强化学习flappy-bird代码阅读理解

强化学习flappy_bird代码阅读理解

  • 导入所需要的库,以及一些参数的定义
  • 建立网络
  • 训练网络

训练步骤:
1.定义损失函数
2.开启game
3.创建双端队列,replay memory
4.初始化游戏状态
5.加载保存网络模型参数
6.epsilon贪心策略,随机选择动作执行
7.随着游戏的进行降低epsilon,减少随机动作
8.执行动作获得下一状态回报
9.将状态转移过程存储到D中
10.更新参数时采样
11.过了观察期,训练网络模型,更新网路模型参数
12.改变状态

导入所需要的库,以及一些参数的定义

import tensorflow as tf
from __future__import print_function
tf=tf.compat.v1
import sys
sys.path.append('game/')  #相当于规定当前目录
import wrapped_flappy_bird as game
import random
import numpy as np
from collections import deque
GAME='bird'
ACTIONS=2
GAMMA=0.99#衰减率
OBSERVE=1000.#训练前要观察的时间步长
EXPLORE=3000000.#探索的时间步长
FINAL_EPSILON = 0.0001
INITIAL_EPSILON = 0.1
REPLAY_MEMORY = 50000
BATCH = 32
FRAME_PER_ACTION = 1

建立网络

def weight_variable(shape):
    initial = tf.truncated_normal(shape, stddev = 0.01)
    return tf.Variable(initial)
def bias_variable(shape):
    initial = tf.constant(0.01, shape = shape)
    return tf.Variable(initial)
def conv2d(x, W, stride):
    return tf.nn.conv2d(x, W, strides = [1, stride, stride, 1], padding = "SAME")
def max_pool_2x2(x):
    return tf.nn.max_pool(x, ksize = [1, 2, 2, 1], strides = [1, 2, 2, 1], padding = "SAME")
    def createNetwork():
    # network weights
    W_conv1 = weight_variable([8, 8, 4, 32])
    b_conv1 = bias_variable([32])

    W_conv2 = weight_variable([4, 4, 32, 64])
    b_conv2 = bias_variable([64])

    W_conv3 = weight_variable([3, 3, 64, 64])
    b_conv3 = bias_variable([64])

    W_fc1 = weight_variable([1600, 512])
    b_fc1 = bias_variable([512])

    W_fc2 = weight_variable([512, ACTIONS])
    b_fc2 = bias_variable([ACTIONS])

    # input layer
    s = tf.placeholder("float", [None, 80, 80, 4])

    # hidden layers
    h_conv1 = tf.nn.relu(conv2d(s, W_conv1, 4) + b_conv1)
    h_pool1 = max_pool_2x2(h_conv1)

    h_conv2 = tf.nn.relu(conv2d(h_pool1, W_conv2, 2) + b_conv2)
    #h_pool2 = max_pool_2x2(h_conv2)

    h_conv3 = tf.nn.relu(conv2d(h_conv2, W_conv3, 1) + b_conv3)
    #h_pool3 = max_pool_2x2(h_conv3)

    #h_pool3_flat = tf.reshape(h_pool3, [-1, 256])
    h_conv3_flat = tf.reshape(h_conv3, [-1, 1600])
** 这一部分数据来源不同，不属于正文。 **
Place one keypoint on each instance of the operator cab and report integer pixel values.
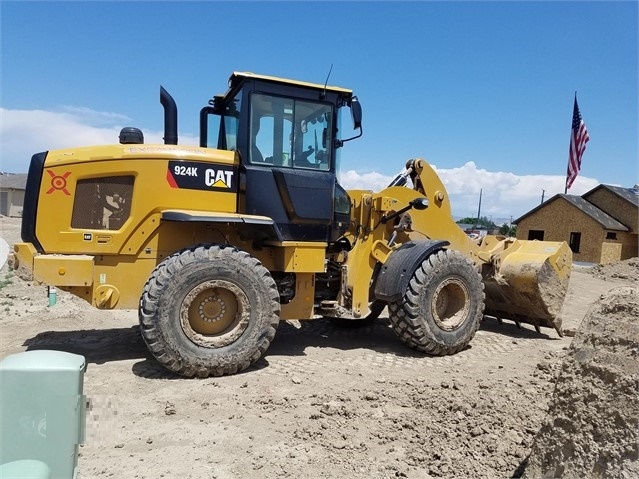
(286, 135)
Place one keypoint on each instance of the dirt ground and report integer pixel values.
(325, 401)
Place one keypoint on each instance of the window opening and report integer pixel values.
(574, 243)
(102, 203)
(536, 235)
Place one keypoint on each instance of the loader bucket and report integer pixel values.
(527, 281)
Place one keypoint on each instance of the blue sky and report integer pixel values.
(481, 90)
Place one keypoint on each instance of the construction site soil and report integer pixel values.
(332, 401)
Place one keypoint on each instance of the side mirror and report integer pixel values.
(356, 113)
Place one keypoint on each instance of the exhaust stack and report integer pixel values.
(170, 117)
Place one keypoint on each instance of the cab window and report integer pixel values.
(290, 133)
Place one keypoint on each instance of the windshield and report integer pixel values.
(290, 133)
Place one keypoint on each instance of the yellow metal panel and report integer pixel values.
(299, 256)
(152, 193)
(316, 86)
(63, 270)
(23, 254)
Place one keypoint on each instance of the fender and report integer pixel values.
(261, 227)
(395, 274)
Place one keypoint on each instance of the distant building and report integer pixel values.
(12, 188)
(601, 226)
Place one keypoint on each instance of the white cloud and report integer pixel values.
(504, 194)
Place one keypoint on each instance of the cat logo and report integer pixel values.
(195, 175)
(219, 178)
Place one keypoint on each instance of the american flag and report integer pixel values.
(578, 139)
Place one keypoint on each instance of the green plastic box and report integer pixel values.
(42, 409)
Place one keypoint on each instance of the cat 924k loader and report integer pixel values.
(215, 244)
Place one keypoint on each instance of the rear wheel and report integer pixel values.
(442, 306)
(209, 310)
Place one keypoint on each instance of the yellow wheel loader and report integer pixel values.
(215, 244)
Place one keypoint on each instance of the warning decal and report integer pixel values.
(194, 175)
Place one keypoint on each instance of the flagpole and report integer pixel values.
(567, 173)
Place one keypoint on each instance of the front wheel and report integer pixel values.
(209, 310)
(442, 306)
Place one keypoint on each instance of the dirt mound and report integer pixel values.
(592, 429)
(627, 270)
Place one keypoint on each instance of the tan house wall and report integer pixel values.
(558, 219)
(617, 207)
(629, 245)
(610, 252)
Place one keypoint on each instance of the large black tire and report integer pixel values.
(209, 311)
(442, 306)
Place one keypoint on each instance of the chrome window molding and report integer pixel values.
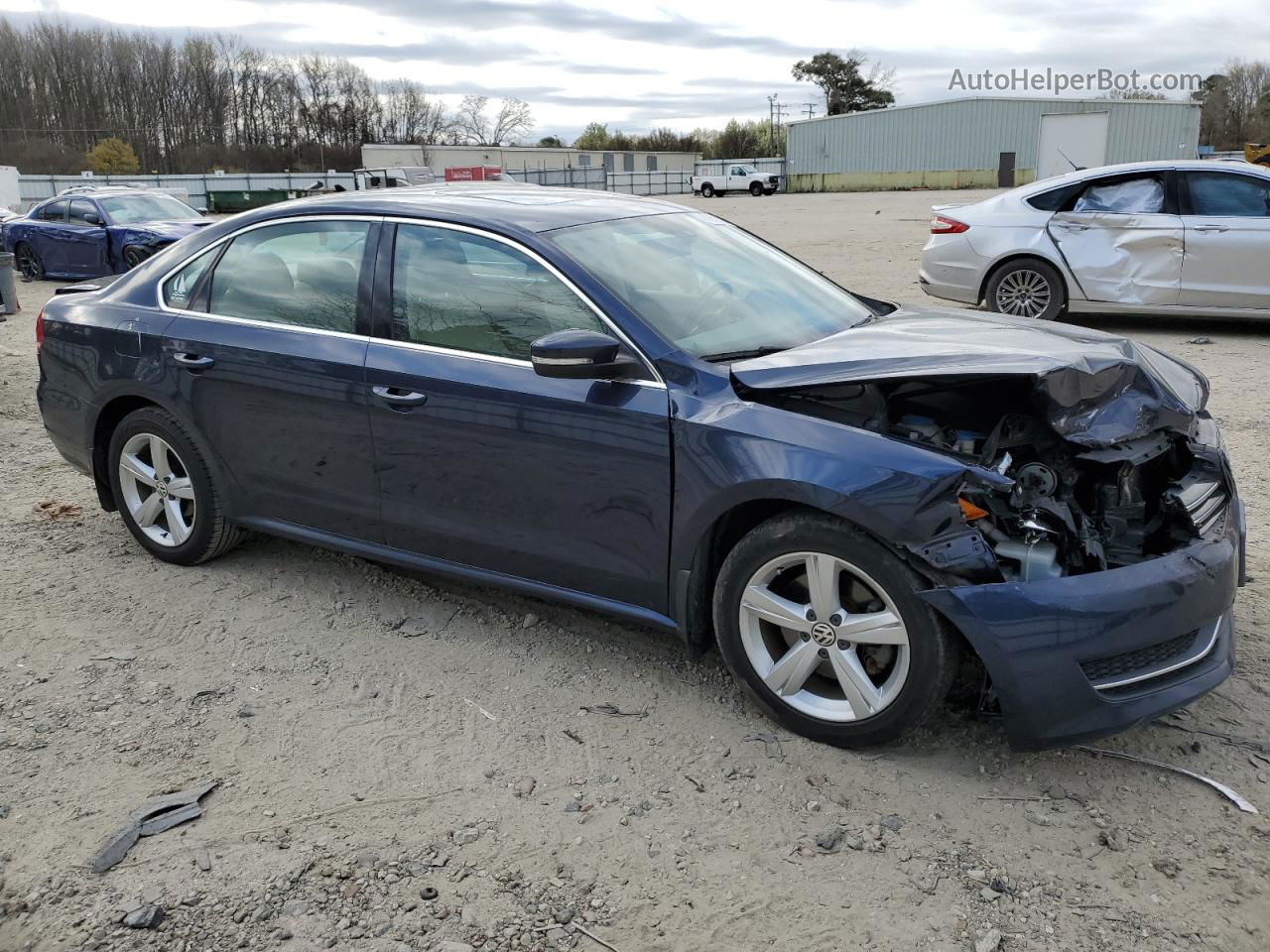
(1194, 657)
(427, 348)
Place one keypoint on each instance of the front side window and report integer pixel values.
(134, 209)
(1220, 194)
(54, 211)
(302, 273)
(708, 287)
(468, 293)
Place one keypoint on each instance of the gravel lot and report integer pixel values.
(381, 739)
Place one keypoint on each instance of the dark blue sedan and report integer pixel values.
(89, 234)
(635, 408)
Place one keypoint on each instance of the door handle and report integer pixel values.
(193, 361)
(399, 397)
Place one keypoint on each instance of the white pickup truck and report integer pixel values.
(735, 178)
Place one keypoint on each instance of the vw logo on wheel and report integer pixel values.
(824, 635)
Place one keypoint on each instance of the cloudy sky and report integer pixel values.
(698, 62)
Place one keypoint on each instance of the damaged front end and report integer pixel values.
(1079, 460)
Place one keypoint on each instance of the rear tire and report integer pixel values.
(28, 262)
(1026, 287)
(166, 490)
(879, 666)
(132, 257)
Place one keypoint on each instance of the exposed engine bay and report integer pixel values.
(1065, 507)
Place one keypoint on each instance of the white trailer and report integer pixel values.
(735, 177)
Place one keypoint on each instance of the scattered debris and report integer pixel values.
(144, 918)
(153, 816)
(484, 712)
(1219, 787)
(53, 509)
(613, 711)
(589, 934)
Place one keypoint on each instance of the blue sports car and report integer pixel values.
(95, 232)
(636, 408)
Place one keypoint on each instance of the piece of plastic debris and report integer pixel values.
(154, 815)
(1219, 787)
(53, 509)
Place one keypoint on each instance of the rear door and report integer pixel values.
(1123, 240)
(268, 354)
(85, 240)
(485, 463)
(1227, 218)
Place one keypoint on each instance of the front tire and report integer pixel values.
(1026, 289)
(166, 490)
(824, 629)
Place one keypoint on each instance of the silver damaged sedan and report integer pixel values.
(1180, 238)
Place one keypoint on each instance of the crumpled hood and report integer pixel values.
(169, 229)
(1095, 389)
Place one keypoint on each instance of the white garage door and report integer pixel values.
(1071, 140)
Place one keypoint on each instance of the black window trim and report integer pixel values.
(1188, 208)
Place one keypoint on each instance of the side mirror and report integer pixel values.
(579, 354)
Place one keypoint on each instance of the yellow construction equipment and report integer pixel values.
(1256, 153)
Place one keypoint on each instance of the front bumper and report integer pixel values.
(1088, 655)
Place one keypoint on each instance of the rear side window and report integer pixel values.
(80, 209)
(181, 287)
(299, 273)
(54, 211)
(467, 293)
(1220, 194)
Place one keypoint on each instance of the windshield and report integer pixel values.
(707, 287)
(132, 209)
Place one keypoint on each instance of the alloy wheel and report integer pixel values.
(157, 489)
(825, 636)
(1024, 294)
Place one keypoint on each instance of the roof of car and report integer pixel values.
(529, 207)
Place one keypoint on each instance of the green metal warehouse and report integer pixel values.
(983, 143)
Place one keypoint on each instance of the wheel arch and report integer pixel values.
(1058, 266)
(112, 414)
(694, 584)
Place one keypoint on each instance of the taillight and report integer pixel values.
(947, 226)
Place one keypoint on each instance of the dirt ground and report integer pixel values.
(408, 765)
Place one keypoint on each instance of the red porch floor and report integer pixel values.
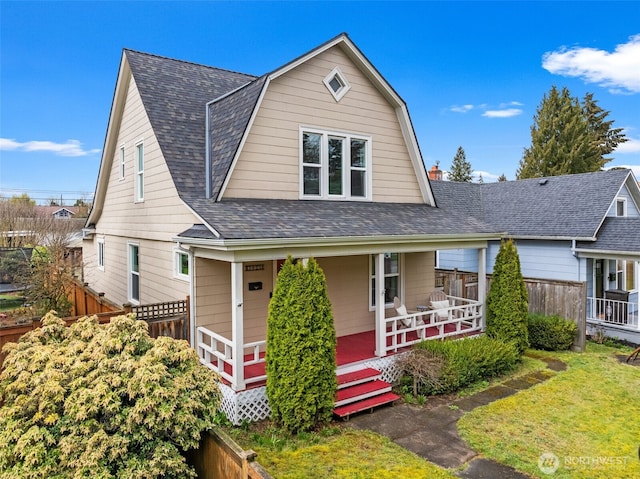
(352, 348)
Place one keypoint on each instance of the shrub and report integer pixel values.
(551, 333)
(469, 360)
(507, 301)
(301, 345)
(101, 401)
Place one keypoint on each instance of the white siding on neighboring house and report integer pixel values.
(269, 166)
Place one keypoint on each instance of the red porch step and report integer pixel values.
(352, 408)
(358, 377)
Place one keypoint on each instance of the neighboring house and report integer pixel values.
(583, 227)
(210, 178)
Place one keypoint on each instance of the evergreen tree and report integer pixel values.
(301, 339)
(507, 301)
(567, 137)
(608, 137)
(460, 168)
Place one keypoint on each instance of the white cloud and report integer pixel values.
(632, 145)
(461, 108)
(69, 148)
(617, 70)
(506, 113)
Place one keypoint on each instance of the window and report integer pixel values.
(139, 171)
(337, 84)
(391, 278)
(101, 254)
(122, 162)
(134, 273)
(181, 265)
(335, 166)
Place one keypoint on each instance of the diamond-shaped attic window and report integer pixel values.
(337, 84)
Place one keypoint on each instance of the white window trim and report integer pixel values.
(177, 252)
(130, 273)
(139, 195)
(336, 72)
(324, 165)
(122, 162)
(100, 254)
(400, 278)
(624, 207)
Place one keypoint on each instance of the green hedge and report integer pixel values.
(470, 360)
(551, 333)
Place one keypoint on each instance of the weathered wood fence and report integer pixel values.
(567, 299)
(164, 319)
(219, 457)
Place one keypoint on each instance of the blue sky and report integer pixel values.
(472, 73)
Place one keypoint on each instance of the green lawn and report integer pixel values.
(586, 417)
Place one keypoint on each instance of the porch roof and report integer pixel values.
(618, 235)
(248, 219)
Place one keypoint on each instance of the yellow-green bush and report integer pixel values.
(102, 402)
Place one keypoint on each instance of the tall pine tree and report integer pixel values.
(460, 168)
(568, 137)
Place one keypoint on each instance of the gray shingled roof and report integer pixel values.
(229, 118)
(175, 94)
(257, 219)
(616, 234)
(569, 206)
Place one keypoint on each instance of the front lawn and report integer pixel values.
(584, 421)
(336, 453)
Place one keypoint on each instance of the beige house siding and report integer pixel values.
(151, 223)
(269, 165)
(419, 278)
(348, 284)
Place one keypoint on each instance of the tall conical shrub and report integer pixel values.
(508, 301)
(301, 345)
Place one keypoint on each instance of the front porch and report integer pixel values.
(243, 387)
(616, 318)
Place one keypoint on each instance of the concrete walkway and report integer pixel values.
(433, 435)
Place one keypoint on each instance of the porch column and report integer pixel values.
(381, 340)
(237, 327)
(482, 285)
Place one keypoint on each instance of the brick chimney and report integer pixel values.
(435, 173)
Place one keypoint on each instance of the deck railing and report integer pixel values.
(614, 312)
(463, 317)
(217, 353)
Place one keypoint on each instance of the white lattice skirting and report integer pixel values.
(252, 404)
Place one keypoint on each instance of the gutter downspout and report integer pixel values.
(192, 302)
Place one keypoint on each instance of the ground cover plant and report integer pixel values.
(102, 402)
(334, 453)
(585, 417)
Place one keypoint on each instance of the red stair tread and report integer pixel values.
(358, 375)
(368, 403)
(361, 389)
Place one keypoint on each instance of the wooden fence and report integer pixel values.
(567, 299)
(219, 457)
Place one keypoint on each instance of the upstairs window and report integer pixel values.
(335, 166)
(139, 160)
(337, 84)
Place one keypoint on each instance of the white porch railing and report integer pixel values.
(611, 311)
(465, 316)
(216, 351)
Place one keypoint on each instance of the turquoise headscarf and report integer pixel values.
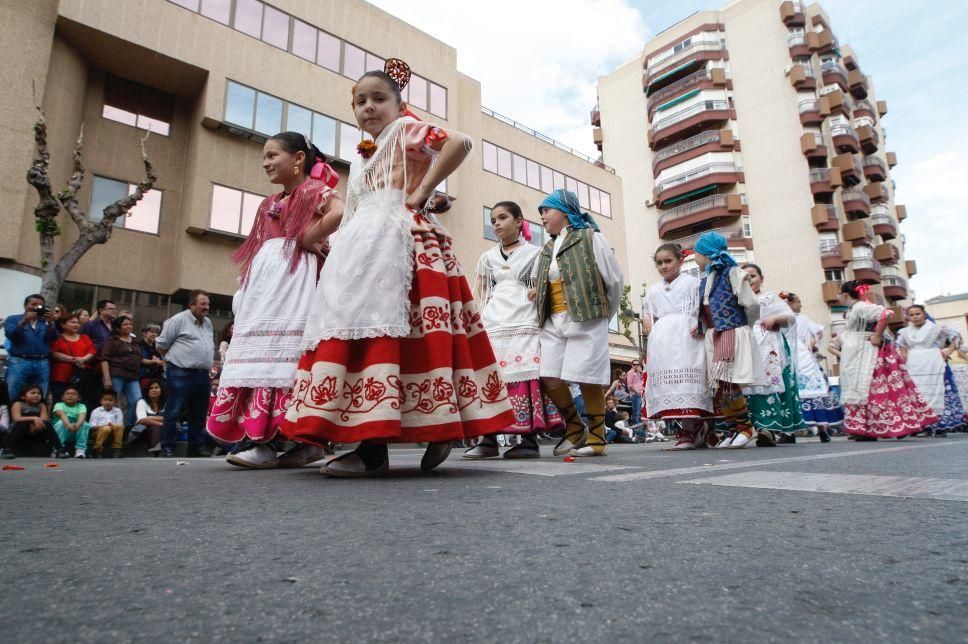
(713, 245)
(567, 202)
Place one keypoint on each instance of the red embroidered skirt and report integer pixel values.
(439, 383)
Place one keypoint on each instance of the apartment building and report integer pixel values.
(212, 79)
(755, 121)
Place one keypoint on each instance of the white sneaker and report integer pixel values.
(260, 457)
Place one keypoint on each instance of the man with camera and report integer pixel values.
(30, 336)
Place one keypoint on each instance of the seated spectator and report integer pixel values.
(150, 415)
(71, 422)
(121, 364)
(106, 421)
(29, 336)
(31, 423)
(72, 360)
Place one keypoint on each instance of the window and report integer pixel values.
(137, 105)
(233, 211)
(142, 217)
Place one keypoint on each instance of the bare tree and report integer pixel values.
(55, 271)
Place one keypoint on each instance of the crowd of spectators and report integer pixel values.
(87, 387)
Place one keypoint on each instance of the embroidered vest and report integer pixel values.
(723, 307)
(583, 287)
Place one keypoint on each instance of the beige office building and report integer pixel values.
(212, 79)
(754, 120)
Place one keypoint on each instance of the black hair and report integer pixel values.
(850, 288)
(668, 247)
(385, 77)
(755, 267)
(293, 142)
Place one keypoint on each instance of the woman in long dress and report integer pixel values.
(923, 345)
(880, 398)
(511, 321)
(774, 406)
(395, 346)
(279, 264)
(676, 387)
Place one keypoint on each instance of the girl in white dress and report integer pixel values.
(511, 322)
(676, 388)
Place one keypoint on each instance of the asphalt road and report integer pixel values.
(642, 545)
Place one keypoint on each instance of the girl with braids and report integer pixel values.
(880, 399)
(676, 387)
(511, 321)
(395, 346)
(280, 262)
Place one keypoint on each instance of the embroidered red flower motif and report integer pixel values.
(366, 148)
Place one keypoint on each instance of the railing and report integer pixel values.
(701, 171)
(654, 65)
(699, 205)
(709, 136)
(546, 139)
(689, 112)
(683, 83)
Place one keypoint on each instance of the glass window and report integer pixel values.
(547, 182)
(520, 169)
(418, 92)
(217, 10)
(534, 176)
(349, 138)
(268, 114)
(490, 157)
(504, 163)
(145, 214)
(438, 100)
(105, 192)
(327, 53)
(354, 61)
(275, 28)
(299, 119)
(248, 17)
(324, 134)
(303, 40)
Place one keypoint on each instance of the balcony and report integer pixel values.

    h_fc1 = tf.nn.relu(tf.matmul(h_conv3_flat, W_fc1) + b_fc1)

    # readout layer
    readout = tf.matmul(h_fc1, W_fc2) + b_fc2

    return s, readout, h_fc1

返回当前状态,输出动作,全连接层

训练网络

def trainNetwork(s,readout,h_fc1,sess):
	#定义损失函数
	#定义动作结构和Q值结构
	a=tf.placeholder('float',[None,ACTIONS])
	y=tf.placeholder('float',[None])
#计算动作的Q值
	readout_action=tf.reduce_sum(tf.multipy(readout,a),reduction_indices=1)
	cost = tf.reduce_mean(tf.square(y - readout_action))#计算动作Q值的均方误差
	#调用优化器用来更新和计算模型训练和模型输出的网络参数,使其逼近或达到最优之,从而最小化或最大化损失函数
	train_step = tf.train.AdamOptimizer(1e-6).minimize(cost)
	#开启game游戏
	game_state=game.GameState()
	##创建队列保存参数
	D=deque()
    #设置游戏的初始状态,并把第一步设为不执行跳跃,并将图像设置为80*80*4规格
    do_nothing=np.zeros(ACTIONS)
    do_nothing[0]=1
    x_t,r_0,terminal=game_state.frame(do_nothing)#执行动作后的返回值
    x_t = cv2.cvtColor(cv2.resize(x_t, (80, 80)), cv2.COLOR_BGR2GRAY)
    ret, x_t = cv2.threshold(x_t,1,255,cv2.THRESH_BINARY)
    s_t = np.stack((x_t, x_t, x_t, x_t), axis=2)

	#加载保存网络模型参数
    #构造训练过程中的存取对象
    #初始化所有参数
    #读取已经保存的网络参数
    saver = tf.train.Saver()
    sess.run(tf.initialize_all_variables())
    checkpoint = tf.train.get_checkpoint_state("saved_networks")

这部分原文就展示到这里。